This article find the most deadly extreme weather events (coded as “Storm Events”) and most harmful ones according to data from US National Oceanic and Atmospheric Administration (NOAA). By most deadly, I mean Storm Events killing and hurting most. By most harmful, I mean Storm Events which cause loss of property and crops most. This article provides two types of numbers indicating the impact on people’s health and wealth. One is the total number and the other is average number. Total number is calculated by sum of all the consequences of one kind of Storm Events. average number is calculated by average of all the consequences of one kind of Storm Events.
There are two main steps. First, reading and cleaning data. Second, calculation and sorting data.
Two processes is involved in this steps.
Configurate the enviroment and Read data directly from bz file
Sys.setlocale('LC_ALL', 'English')
## [1] "LC_COLLATE=English_United States.1252;LC_CTYPE=English_United States.1252;LC_MONETARY=English_United States.1252;LC_NUMERIC=C;LC_TIME=English_United States.1252"
library("plyr")
conn <- bzfile("StormData.csv.bz2", "rt")
theData <- read.csv(conn)
close(conn)
Extracts the entrys which I assumed correct.
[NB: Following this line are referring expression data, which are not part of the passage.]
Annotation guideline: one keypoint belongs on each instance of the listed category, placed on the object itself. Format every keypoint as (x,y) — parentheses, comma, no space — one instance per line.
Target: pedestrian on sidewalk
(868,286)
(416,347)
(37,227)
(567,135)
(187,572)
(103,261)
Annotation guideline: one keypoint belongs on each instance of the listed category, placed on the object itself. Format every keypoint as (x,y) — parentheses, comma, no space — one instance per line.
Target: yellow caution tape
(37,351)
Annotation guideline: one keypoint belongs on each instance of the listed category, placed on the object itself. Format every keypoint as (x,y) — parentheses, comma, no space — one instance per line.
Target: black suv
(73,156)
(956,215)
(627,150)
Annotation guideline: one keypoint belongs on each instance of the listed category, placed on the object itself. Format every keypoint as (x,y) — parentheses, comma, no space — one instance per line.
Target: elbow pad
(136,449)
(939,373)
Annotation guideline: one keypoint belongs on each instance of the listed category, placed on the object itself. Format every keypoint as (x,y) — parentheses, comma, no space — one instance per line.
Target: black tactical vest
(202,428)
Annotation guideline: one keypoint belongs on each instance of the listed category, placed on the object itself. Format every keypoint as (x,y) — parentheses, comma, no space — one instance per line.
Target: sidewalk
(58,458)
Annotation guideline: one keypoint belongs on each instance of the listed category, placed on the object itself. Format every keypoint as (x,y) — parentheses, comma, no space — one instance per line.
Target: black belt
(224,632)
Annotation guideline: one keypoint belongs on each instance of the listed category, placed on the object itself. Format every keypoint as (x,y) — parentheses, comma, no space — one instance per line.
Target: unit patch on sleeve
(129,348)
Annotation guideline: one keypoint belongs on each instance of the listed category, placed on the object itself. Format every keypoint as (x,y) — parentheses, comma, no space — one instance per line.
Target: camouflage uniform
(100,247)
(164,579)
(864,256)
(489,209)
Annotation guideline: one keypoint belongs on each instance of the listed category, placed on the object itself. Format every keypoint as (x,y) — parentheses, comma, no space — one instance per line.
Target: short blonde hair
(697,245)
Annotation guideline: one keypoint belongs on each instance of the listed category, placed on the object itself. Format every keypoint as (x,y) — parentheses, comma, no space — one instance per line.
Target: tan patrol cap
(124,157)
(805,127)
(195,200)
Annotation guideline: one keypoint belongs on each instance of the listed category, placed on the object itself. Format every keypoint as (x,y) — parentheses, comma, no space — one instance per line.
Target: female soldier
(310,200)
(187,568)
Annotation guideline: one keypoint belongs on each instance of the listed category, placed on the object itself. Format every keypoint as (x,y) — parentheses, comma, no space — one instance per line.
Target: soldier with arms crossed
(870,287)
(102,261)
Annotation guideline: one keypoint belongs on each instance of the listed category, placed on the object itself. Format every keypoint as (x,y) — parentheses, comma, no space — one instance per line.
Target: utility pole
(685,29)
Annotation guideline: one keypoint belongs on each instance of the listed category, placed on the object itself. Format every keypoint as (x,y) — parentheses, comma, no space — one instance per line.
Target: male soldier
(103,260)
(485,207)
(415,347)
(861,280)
The standard of “correctness” is the extensions of property damage (corresponding to PROPDMGEXP) and extensions of crops damage (corresponding to PROPDMGEXP) can only be one of the following four letters: H (capital letter, hundreds), K(capital letter, kilo), M(capital letter, million), B(capital letter, Billion) or nothing. I assumed a entry is incorrect other than above situation and discarded that incorrect record. The number of entries I discard is 370. This is extremely small comparing to total number of entries which is 902297. This tranformation can not have any major impact on the calculation of results.
Then concerned items whiched is related to people’s health (FATALITIES, INJURIES), propery damage (PROPDMG) and crops damage (CROPDMG) are extracted.
data <- subset(theData, (theData$PROPDMGEXP==""|theData$PROPDMGEXP=="H"|theData$PROPDMGEXP=="K"|theData$PROPDMGEXP=="M"|theData$PROPDMGEXP=="B")&(theData$CROPDMGEXP==""|theData$CROPDMGEXP=="H"|theData$CROPDMGEXP=="K"|theData$CROPDMGEXP=="M"|theData$CROPDMGEXP=="B"))
data <- data[c("EVTYPE","FATALITIES","INJURIES","PROPDMG","PROPDMGEXP","CROPDMG","CROPDMGEXP")]
Transform the extension letters (“H”, “K”, “M”, “B”) to number 100, 1000, 1000000 and 1000000000. And mutiply this numbers to property damage and crop damage to get a damage number in US dollar that can be used in finding maximal number.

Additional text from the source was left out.